NDP Urges Pallister Government to Side With Families and Support Bill to Ban Health Premiums

The Pallister government must continue to keep health care affordable and accessible for families by committing to support an NDP bill to ban health premiums in Manitoba, NDP MLA Matt Wiebe said today.

“Brian Pallister has never said where he stands on health premiums,” said Wiebe, the NDP critic for health who is introducing the bill in the Manitoba legislature today. “This is a tax that would unfairly burden low- and middle-income individuals and families. We urge the Pallister government to side with families and state plainly and publicly that they will never introduce health premiums.”

In Ontario, anyone earning $25,000 to $36,000 pays a health premium or tax of $300 a year. The tax rises as income rises to a maximum of $900, but is a lower percentage for people with higher incomes and therefore much harder on low-income families.

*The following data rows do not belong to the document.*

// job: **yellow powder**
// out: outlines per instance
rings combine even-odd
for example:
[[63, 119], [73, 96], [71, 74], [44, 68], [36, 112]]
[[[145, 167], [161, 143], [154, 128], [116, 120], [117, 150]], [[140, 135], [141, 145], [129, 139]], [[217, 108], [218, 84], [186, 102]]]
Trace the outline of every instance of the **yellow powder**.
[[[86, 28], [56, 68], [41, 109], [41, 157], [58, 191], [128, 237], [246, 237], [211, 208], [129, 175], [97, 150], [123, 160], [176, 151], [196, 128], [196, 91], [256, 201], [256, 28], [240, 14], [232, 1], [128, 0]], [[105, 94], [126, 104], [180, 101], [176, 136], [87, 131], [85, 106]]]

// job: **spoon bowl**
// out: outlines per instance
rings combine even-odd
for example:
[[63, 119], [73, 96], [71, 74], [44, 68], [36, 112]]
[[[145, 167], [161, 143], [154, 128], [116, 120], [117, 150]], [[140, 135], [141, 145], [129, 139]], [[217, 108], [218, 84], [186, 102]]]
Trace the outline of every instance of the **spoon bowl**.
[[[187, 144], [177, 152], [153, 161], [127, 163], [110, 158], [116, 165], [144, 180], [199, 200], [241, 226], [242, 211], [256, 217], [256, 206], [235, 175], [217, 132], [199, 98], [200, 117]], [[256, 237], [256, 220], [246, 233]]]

Earlier this year, the Pallister government launched a health-care review committee to look for different ways of providing and paying for health-care services. In September, Health Minister Kelvin Goertzen travelled to Saskatchewan to review that province’s experience with private MRI clinics. Goertzen later told media he wouldn’t rule out private MRI clinics in Manitoba.

“Manitoba families don’t want health premiums or two-tier care. We strengthened our public health-care system and made sure accessibility was always priority number one” Wiebe said. “The Pallister government should follow our example and look for ways to increase accessibility to high-quality health care without resorting to a new tax or creating a two-tier system.”

Wiebe noted that one way to improve affordability and accessibility to health care for low-income families and individuals is to continue to expand the number of drugs covered under Pharmacare, as the NDP government did almost yearly. Pharmacare is based on family income and covers 100 per cent of eligible drug costs once an income-based deductible is reached.